Finding the right graphic designer for your project may not be easy, as there are a lot of things to consider. Knowing what to look for and what to inquire will make all the difference in the world. Here are some questions you can be asking yourself if you are in search for a graphic designer:
Do I like the designer’s past work?
This should be the number one determining factor in your decision making. If you don’t enjoy most of the designer’s work, there is a pretty good chance you won’t like what they create for you. Also, don’t expect someone to deviate too far from their style comfort zone.
Does the designer appear knowledgeable?
Is the designer knowledgeable? Take the time to read through some of the writings, blog posts, etc on the designers website. Doing so may dismiss or validate any uncertainties you may have. Things you may want to check for: apparent knowledge of subject material, education (classes or colleges attended), awards or recognitions.
Do they have some experience?
Is the graphic designer experienced enough to handle your project? Find out how long the designer has been offering their services. The longer they’ve been around, the more experience they have dealing with clients and projects.
A well seasoned designer should know how to manage their time properly, resulting in a more efficient process. It is also likely that they will have a better understanding of client relations, leading to a better experience overall. You might have to pay more for this experience but it will be worth it.
Are there any testimonials available?
Some designers have no problem telling you how great they are. Don’t just take their word for it, check to see if they have any testimonials you can read. A true testimonial should have the client’s name, their job title and the city they live.
Does the price match the quality of work?
Pricing is obviously an important factor, but choosing a designer based on price alone is probably not a wise choice. Many designers that are just starting out will offer low rates just to get clients. The down side is they will be lacking in the knowledge and experience of someone more seasoned. You don’t want to sacrifice quality just to save a few dollars.
At the same time, you can’t assume a designer will be better because their pricing is the highest. Rather than letting cost be your determining factor, take all factors into consideration.
Does the designer communicate well?
When you email the designer, how long does it take them to respond? Anything over 24 hours is probably too long, unless of course they are on vacation (wait, what’s a vacation?). Another question to ask is how well does the designer communicate? When you email or call, do they answer all of your questions? Do they rush through their responses? Are they polite and professional?
There will be a lot of back and forth conversations between you and your designer during a project. The last thing you want is to be confused, left in the dark, or waiting for answers. Communication is key.
Does the designer have a presentable website?
In today’s world, a graphic designer without a website is like a story with no ending. It just doesn’t make sense. You don’t want to hand over your hard earned money to some anonymous person who can’t provide you with a solid portfolio or information about themselves and their services.
Be cautious of sites like Craigslist and design contest sites where amateur designers claiming to be professionals is quite common. If you find a designer on one of these sites, it’s fine as long as they have something to show you other than their word.

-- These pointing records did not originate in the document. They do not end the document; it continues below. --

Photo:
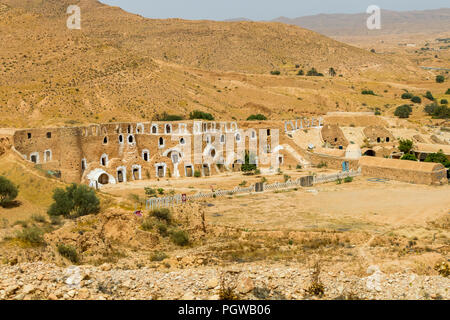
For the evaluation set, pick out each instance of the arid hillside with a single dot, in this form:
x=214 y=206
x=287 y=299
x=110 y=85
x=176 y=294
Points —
x=393 y=22
x=121 y=66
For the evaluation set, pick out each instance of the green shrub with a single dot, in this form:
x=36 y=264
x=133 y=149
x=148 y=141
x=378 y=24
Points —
x=162 y=214
x=56 y=220
x=406 y=145
x=38 y=218
x=167 y=117
x=248 y=165
x=368 y=92
x=150 y=192
x=403 y=111
x=180 y=238
x=33 y=235
x=407 y=96
x=74 y=201
x=431 y=108
x=416 y=99
x=322 y=164
x=438 y=157
x=409 y=157
x=429 y=96
x=8 y=191
x=313 y=73
x=162 y=228
x=69 y=252
x=257 y=117
x=332 y=72
x=158 y=256
x=348 y=179
x=196 y=114
x=437 y=111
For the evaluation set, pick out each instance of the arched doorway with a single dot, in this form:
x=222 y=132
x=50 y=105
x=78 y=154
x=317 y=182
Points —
x=103 y=179
x=370 y=153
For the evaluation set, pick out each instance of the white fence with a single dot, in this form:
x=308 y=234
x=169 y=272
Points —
x=336 y=176
x=308 y=181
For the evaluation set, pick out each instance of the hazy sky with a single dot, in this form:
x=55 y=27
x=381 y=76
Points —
x=262 y=9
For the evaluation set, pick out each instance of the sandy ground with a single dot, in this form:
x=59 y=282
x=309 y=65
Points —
x=358 y=205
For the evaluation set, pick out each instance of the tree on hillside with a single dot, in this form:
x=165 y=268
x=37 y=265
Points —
x=407 y=95
x=409 y=156
x=167 y=117
x=313 y=73
x=441 y=158
x=196 y=114
x=403 y=111
x=248 y=164
x=406 y=146
x=332 y=72
x=75 y=201
x=257 y=117
x=8 y=191
x=429 y=96
x=416 y=99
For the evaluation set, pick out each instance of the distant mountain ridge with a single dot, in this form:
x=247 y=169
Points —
x=392 y=22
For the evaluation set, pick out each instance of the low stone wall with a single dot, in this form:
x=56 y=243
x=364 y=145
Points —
x=406 y=171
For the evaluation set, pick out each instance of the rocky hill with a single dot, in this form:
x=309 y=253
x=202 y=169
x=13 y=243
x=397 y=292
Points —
x=393 y=22
x=121 y=66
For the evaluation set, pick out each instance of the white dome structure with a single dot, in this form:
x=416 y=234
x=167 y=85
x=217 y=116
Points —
x=353 y=151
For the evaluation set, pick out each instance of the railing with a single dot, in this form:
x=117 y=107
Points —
x=336 y=176
x=308 y=181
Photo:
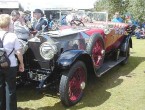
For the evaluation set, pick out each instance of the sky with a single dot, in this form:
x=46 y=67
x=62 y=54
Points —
x=76 y=4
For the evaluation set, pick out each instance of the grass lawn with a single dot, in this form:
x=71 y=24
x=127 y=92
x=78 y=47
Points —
x=122 y=88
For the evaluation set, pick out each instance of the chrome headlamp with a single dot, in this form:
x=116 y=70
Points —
x=47 y=50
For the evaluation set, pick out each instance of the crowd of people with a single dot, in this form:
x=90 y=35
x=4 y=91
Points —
x=12 y=28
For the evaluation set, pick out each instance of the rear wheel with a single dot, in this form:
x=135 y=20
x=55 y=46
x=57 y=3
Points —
x=73 y=83
x=96 y=49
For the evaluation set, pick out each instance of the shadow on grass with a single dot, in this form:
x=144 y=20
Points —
x=96 y=91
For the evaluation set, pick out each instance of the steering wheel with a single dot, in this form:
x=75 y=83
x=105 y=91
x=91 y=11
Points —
x=77 y=23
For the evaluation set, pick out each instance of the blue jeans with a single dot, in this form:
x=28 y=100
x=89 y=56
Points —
x=8 y=99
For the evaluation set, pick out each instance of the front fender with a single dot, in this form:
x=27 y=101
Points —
x=67 y=58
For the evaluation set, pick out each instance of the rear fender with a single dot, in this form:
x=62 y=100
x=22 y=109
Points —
x=127 y=41
x=68 y=58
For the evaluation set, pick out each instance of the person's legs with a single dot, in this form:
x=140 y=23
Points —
x=11 y=101
x=137 y=35
x=2 y=92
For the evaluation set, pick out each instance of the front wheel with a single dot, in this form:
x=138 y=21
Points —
x=72 y=84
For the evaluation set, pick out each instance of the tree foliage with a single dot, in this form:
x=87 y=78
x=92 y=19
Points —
x=133 y=7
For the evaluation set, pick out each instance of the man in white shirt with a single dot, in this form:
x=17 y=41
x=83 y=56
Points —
x=20 y=28
x=8 y=76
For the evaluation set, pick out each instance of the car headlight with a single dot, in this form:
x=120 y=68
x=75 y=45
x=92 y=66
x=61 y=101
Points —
x=47 y=51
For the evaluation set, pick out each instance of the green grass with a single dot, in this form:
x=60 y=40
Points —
x=122 y=88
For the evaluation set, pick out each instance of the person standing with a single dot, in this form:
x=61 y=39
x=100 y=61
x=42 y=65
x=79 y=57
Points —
x=20 y=28
x=8 y=76
x=40 y=22
x=117 y=18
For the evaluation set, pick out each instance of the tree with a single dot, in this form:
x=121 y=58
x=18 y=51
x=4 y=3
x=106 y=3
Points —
x=112 y=6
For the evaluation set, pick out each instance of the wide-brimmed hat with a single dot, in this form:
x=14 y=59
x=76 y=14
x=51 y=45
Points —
x=38 y=11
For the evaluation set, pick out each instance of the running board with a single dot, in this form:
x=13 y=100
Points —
x=107 y=65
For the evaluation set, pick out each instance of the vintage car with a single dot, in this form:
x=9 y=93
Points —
x=71 y=53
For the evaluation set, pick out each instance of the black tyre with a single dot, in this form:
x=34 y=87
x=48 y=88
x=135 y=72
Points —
x=126 y=54
x=72 y=84
x=96 y=49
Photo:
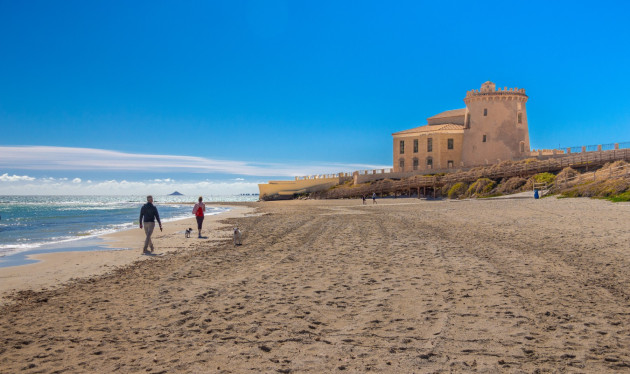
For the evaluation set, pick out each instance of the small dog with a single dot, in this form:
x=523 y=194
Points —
x=237 y=236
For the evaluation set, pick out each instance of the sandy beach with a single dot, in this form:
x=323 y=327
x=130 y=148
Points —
x=404 y=286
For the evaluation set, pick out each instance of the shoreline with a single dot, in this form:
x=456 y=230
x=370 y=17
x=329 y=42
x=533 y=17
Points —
x=118 y=249
x=404 y=285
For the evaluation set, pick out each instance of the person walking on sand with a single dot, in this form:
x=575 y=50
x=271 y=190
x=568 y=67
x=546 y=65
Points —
x=198 y=211
x=148 y=215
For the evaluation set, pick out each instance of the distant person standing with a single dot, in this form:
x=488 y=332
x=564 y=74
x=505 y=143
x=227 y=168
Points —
x=198 y=210
x=148 y=215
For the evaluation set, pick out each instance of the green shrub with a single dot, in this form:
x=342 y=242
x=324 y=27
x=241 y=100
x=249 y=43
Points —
x=511 y=185
x=544 y=178
x=457 y=190
x=482 y=186
x=622 y=197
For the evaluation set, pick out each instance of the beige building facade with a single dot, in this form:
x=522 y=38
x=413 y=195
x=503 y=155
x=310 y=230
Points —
x=491 y=128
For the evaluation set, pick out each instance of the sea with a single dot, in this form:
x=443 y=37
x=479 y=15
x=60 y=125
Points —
x=44 y=224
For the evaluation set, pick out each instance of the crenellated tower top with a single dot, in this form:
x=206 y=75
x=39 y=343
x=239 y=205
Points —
x=489 y=92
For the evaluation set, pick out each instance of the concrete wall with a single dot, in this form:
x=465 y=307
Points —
x=289 y=188
x=440 y=153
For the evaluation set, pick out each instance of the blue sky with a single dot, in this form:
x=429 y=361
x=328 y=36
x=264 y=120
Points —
x=239 y=92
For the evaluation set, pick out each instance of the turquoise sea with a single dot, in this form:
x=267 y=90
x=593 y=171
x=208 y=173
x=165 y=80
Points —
x=36 y=224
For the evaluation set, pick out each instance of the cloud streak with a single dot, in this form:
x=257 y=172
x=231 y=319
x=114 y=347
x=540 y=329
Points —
x=66 y=158
x=63 y=186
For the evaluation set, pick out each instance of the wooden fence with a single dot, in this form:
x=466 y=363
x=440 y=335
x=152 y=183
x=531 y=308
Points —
x=423 y=183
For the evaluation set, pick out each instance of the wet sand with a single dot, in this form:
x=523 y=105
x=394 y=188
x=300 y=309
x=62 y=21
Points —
x=494 y=285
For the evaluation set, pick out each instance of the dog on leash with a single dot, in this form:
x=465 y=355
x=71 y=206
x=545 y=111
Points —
x=238 y=236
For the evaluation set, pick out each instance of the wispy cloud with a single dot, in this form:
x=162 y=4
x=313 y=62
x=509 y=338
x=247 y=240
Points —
x=15 y=178
x=65 y=158
x=50 y=186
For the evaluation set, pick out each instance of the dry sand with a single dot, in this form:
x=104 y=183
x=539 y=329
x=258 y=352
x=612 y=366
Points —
x=511 y=285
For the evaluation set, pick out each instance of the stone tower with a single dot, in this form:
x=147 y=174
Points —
x=495 y=127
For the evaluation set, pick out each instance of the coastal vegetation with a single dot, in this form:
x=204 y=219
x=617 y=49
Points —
x=611 y=181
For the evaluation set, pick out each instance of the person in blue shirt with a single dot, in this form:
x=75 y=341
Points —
x=148 y=215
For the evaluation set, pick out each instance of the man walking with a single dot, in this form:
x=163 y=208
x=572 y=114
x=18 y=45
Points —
x=198 y=211
x=149 y=214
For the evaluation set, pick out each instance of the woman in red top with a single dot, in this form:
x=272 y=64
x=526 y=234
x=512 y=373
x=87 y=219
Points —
x=198 y=211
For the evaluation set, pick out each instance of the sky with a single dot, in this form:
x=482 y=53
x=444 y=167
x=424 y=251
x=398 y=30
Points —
x=135 y=97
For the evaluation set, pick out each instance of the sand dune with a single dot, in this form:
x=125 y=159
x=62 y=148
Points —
x=325 y=286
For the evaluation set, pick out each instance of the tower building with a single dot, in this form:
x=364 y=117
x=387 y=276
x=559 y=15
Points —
x=491 y=128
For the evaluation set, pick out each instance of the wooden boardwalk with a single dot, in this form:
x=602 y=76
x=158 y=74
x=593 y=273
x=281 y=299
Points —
x=420 y=184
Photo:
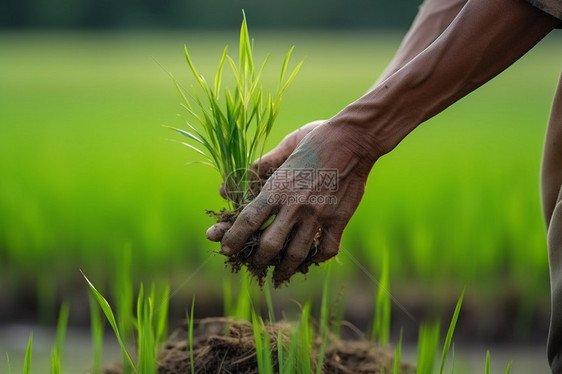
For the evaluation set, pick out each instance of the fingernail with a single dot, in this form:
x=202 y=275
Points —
x=225 y=250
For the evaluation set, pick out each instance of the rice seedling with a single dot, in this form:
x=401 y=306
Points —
x=97 y=332
x=232 y=130
x=428 y=341
x=56 y=353
x=397 y=356
x=190 y=337
x=8 y=363
x=28 y=354
x=108 y=312
x=381 y=321
x=450 y=331
x=150 y=323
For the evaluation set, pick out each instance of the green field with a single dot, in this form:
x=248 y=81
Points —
x=87 y=169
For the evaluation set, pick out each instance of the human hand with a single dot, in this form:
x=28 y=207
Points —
x=316 y=190
x=262 y=169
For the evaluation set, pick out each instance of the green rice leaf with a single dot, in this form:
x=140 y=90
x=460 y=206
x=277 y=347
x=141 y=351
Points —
x=450 y=331
x=28 y=353
x=218 y=76
x=285 y=64
x=190 y=336
x=194 y=148
x=106 y=308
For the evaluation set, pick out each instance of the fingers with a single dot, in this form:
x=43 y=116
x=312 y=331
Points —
x=296 y=252
x=329 y=245
x=248 y=222
x=273 y=239
x=216 y=232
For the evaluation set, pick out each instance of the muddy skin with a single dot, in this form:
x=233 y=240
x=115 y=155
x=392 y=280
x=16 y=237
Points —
x=244 y=257
x=227 y=345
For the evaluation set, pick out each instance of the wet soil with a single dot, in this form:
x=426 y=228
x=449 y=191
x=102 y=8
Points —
x=226 y=345
x=244 y=258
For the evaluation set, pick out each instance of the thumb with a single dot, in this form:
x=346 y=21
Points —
x=216 y=232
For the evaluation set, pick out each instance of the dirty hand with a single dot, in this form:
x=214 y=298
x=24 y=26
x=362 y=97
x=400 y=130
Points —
x=315 y=191
x=263 y=168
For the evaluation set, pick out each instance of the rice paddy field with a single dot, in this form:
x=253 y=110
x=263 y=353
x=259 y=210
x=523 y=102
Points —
x=88 y=174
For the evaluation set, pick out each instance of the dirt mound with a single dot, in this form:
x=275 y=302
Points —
x=226 y=345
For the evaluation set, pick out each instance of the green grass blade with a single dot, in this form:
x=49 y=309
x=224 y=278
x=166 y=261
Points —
x=192 y=67
x=62 y=323
x=450 y=332
x=190 y=336
x=269 y=302
x=56 y=353
x=162 y=315
x=96 y=328
x=55 y=362
x=285 y=64
x=381 y=323
x=261 y=349
x=324 y=329
x=280 y=352
x=397 y=355
x=28 y=354
x=218 y=75
x=106 y=308
x=427 y=348
x=304 y=353
x=147 y=347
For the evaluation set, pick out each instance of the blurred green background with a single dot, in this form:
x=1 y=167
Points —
x=87 y=170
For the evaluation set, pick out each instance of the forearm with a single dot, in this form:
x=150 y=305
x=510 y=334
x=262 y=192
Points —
x=485 y=38
x=433 y=17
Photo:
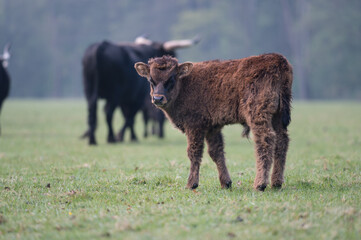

Will my project be juggled around?
Some design firms, and even freelance designers outsource their projects to others for a commission. So when you think you are hiring a particular designer for his or her skills, you may just end up with the newbie working on your project, or even someone overseas. This practice is fine as long as the client is aware, but sometimes there is no mention of this. Don’t be afraid to ask who is going to be handling your project, so you know what you are paying for and who you will be communicating with.